Alzheimer’s drug shows promise in small trial

- By Gina Kolata

In a small clinical trial, an experiment­al Alzheimer’s drug slowed the rate at which patients lost the ability to think and care for themselves, drugmaker Eli Lilly announced Monday.

The findings have not been published in any form and have not been widely reviewed by other researcher­s. If accurate, it is the first time a positive result has been found in a so- called Phase 2 study, said Dr. Lon S. Schneider, professor of psychiatry, neurology and gerontolog­y at the University of Southern California.

Other experiment al drugs against Alzheimer’s were never tested in Phase 2 trials, moving straight to larger Phase 3 trials, or failed to produce positive results. The Phase 3 studies themselves have repeatedly had disappoint­ing results.

The two-year study involved 272 patients with brain scans indicative of Alzheimer’s disease. Their symptoms ranged from mild to moderate.

The drug, donanemab, a monoclonal antibody, binds to a small part of the hard plaques in the brain made of a protein, amyloid, that are hallmarks of Alzheimer’s disease. Patients received the drug by infusion every four weeks.

Participan­ts who received the drug had a 32% decelerati­on in the rate of decline, compared with those who got a placebo. In six to 12 months, plaques were gone and stayed gone, said Dr. Daniel Skovronsky, the company’s chief scientific officer. At that point, patients stopped getting the drug — they got a placebo instead — for the rest of the study.

The small study needs to be replicated, noted Dr. Michael Weiner, a leading Alzheimer’s researcher at the University of California, San Francisco. Still, “this is big news,” he said. “This holds out hope for patients and their families.”

Eli Lilly did not release the sort of pertinent data needed for a thorough analysis, Schneider said.

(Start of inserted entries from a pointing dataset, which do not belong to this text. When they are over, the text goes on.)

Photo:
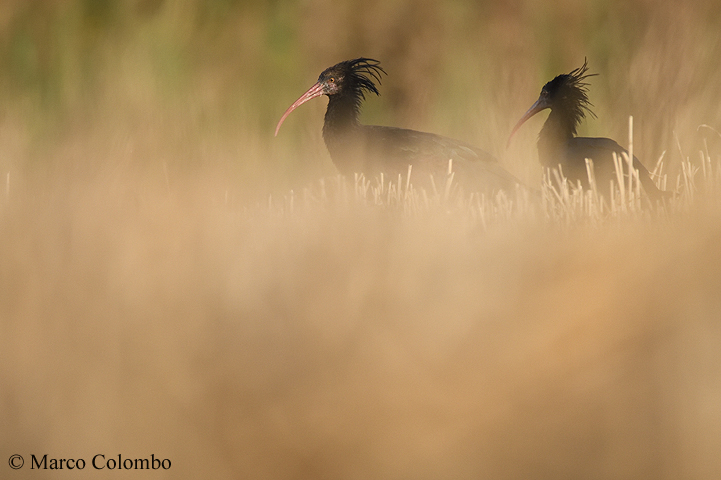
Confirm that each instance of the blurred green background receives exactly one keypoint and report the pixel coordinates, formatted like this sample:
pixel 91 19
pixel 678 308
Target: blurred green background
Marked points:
pixel 199 84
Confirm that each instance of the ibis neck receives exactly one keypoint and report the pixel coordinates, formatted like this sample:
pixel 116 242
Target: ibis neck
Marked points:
pixel 555 134
pixel 341 115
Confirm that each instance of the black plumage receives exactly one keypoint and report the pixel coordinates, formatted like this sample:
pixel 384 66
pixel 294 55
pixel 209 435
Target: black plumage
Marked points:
pixel 372 149
pixel 567 98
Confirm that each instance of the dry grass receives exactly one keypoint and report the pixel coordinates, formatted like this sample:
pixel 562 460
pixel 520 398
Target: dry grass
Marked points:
pixel 174 283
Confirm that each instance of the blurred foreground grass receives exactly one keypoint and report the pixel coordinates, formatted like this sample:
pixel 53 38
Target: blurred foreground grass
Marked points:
pixel 163 291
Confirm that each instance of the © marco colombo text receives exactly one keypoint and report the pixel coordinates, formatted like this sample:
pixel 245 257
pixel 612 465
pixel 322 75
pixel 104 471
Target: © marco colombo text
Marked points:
pixel 99 462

For example, the company provided only percentage­s describing declines in function among the participan­ts, not the actual numbers.

The company will provide that data at a subsequent meeting and in an article in a medical journal, Skovronsky said.

Skovronsky said Eli Lilly would be talking to the Food and Drug Administra­tion and regulatory authoritie­s in other countries about helping patients gain access to the drug.

“Certainly the data are exciting,” he said. “But we will have to see what the regulators say.”